Christ Is Key September 8, 2014

I’m grateful to Fr. Paul Murray, O.P., for many reasons, and for many reasons even simply for a talk of his I was present for at the University of Mary in Bismarck, North Dakota just a few days ago, during Labor Day weekend. Among other things, it nudged me to re-read a saint’s homily from 1979.

During that talk, he quoted from John Paul II’s earth-shattering visit home to Poland after becoming pope.

The crowd broke out into: We want God! We want God!

It went one for 14 minutes.

Would we do the same? Do we with our whole hearts and souls want to know Him and serve Him and proclaim His truth in love — that is, in Him?

Saint John Paul II (what a blessed thing that a man I was in the presence of is a canonized saint!) said there, in part:

Christ, the key to understanding that great and fundamental reality that is man. For man cannot be fully understood without Christ. Or rather, man is incapable of understanding himself fully without Christ. He cannot understand who he is, nor what his true dignity is, nor what his vocation is, nor what his final end is. He cannot understand any of this without Christ.
Therefore Christ cannot be kept out of the history of man in any part of the globe, at any longitude or latitude of geography. The exclusion of Christ from the history of man is an act against man.

God forgive us for the acts against man today — in both the most brutal and the most casual and conventional and even routine ways.

JPII left us with a prayer, though, adapted here:

Dear Jesus, let your Spirit descend.
Let your Spirit descend.
and renew the face of the earth,
the face of this nation and world.
Amen.

We cannot tolerate people being deprived of faith in Christ. Freely choose, but have the choice. That’s not merely a matter of laws, though they surely and critically play a role. People need to see Christ in the world today. People need to see Christians being Christian. And not just by being nice to people or giving to charities, but by living the yes that the Mother of God — whose birth we celebrate today — models so perfectly.

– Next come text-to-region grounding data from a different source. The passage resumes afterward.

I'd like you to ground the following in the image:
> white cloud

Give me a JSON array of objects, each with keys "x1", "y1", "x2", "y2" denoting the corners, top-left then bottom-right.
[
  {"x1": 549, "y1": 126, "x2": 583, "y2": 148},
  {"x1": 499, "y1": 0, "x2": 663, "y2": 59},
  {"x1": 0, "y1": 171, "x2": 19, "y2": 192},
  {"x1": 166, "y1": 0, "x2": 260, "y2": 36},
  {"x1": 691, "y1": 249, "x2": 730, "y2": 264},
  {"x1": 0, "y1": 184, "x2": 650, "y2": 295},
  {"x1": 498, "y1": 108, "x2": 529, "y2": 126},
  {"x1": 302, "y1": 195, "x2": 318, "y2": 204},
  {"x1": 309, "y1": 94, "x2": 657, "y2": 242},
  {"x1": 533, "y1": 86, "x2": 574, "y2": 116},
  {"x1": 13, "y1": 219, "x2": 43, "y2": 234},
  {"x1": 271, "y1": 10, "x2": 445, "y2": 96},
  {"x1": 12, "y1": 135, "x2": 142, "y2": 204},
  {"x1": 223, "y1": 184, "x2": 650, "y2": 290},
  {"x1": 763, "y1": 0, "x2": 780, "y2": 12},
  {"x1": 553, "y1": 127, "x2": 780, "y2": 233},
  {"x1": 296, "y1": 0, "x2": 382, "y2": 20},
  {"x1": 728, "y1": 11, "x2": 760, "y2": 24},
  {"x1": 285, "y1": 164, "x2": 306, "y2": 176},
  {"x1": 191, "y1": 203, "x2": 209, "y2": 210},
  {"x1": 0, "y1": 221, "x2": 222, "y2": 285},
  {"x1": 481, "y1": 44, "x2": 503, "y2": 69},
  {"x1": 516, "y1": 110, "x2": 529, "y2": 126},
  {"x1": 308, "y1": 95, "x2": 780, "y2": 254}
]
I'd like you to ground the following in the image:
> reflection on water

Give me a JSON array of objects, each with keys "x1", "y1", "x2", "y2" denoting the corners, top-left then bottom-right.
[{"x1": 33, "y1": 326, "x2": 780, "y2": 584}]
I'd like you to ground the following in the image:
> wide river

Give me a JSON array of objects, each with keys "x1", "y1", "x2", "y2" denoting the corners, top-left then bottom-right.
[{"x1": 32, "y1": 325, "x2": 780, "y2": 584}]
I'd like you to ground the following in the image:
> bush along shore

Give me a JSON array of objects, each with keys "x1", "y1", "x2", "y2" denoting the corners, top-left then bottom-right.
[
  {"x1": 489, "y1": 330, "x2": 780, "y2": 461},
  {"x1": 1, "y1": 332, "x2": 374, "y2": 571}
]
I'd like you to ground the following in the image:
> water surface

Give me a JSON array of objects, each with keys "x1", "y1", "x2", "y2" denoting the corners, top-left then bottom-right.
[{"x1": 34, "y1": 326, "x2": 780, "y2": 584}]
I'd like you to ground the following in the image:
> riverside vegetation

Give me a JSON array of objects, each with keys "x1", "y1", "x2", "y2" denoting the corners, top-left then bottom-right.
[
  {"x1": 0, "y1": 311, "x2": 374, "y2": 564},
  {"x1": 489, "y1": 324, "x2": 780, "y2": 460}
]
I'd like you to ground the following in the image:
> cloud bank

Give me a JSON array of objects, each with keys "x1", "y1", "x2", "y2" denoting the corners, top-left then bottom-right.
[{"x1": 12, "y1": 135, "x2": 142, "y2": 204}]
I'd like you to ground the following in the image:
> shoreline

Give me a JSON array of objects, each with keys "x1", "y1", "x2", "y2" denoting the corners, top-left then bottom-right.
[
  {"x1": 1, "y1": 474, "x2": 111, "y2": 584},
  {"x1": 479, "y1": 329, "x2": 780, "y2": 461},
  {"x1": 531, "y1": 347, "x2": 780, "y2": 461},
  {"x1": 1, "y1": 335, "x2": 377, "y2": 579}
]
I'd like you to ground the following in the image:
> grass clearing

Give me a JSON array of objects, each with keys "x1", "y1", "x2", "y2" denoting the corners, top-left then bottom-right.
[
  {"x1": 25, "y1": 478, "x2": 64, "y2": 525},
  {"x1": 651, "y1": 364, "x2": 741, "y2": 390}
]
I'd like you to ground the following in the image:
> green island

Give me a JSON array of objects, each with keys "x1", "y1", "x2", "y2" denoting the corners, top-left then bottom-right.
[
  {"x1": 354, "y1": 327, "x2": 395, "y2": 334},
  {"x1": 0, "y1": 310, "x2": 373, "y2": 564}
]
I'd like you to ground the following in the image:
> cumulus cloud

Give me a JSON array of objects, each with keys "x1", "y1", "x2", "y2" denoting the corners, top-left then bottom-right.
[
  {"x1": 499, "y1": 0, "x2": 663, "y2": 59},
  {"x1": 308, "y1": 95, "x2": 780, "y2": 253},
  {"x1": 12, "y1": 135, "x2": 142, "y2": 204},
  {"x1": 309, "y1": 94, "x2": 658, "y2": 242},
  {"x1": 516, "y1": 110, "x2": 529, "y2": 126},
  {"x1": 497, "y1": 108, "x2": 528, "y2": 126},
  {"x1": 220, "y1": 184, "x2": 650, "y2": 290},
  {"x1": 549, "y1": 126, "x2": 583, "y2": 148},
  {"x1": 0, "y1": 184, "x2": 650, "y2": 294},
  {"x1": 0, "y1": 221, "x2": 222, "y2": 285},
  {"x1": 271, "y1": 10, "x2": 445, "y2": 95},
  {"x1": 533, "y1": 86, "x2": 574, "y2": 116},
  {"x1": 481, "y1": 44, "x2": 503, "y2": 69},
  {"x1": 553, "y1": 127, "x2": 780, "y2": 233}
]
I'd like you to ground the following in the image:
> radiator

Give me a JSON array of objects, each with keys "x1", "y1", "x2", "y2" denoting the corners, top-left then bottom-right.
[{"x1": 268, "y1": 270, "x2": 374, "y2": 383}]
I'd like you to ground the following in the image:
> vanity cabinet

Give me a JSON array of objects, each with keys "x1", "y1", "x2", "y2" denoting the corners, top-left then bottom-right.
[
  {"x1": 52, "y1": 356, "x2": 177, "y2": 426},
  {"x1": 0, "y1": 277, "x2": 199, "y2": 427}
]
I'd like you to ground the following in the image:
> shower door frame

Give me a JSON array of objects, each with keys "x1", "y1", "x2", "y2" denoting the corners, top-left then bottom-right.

Fr. Murray’s whole talk, which was in celebration of “Catholic Studies,” founded 20 years ago by Don Briel (who I interviewed here), can be viewed at donbriel.org. It’s about who we are and where we are going. I talk a little about it in my syndicated column this week, on National Review Online today. But I’d urge you to watch it.

The live campus audience that day overwhelmingly wanted to pray after it, the speech itself being a bit of a prayer lead by a spiritual father. And we certainly need that, to do that.

(The University of Mary built Eucharistic Adoration into the conference schedule. Do we in our daily life?)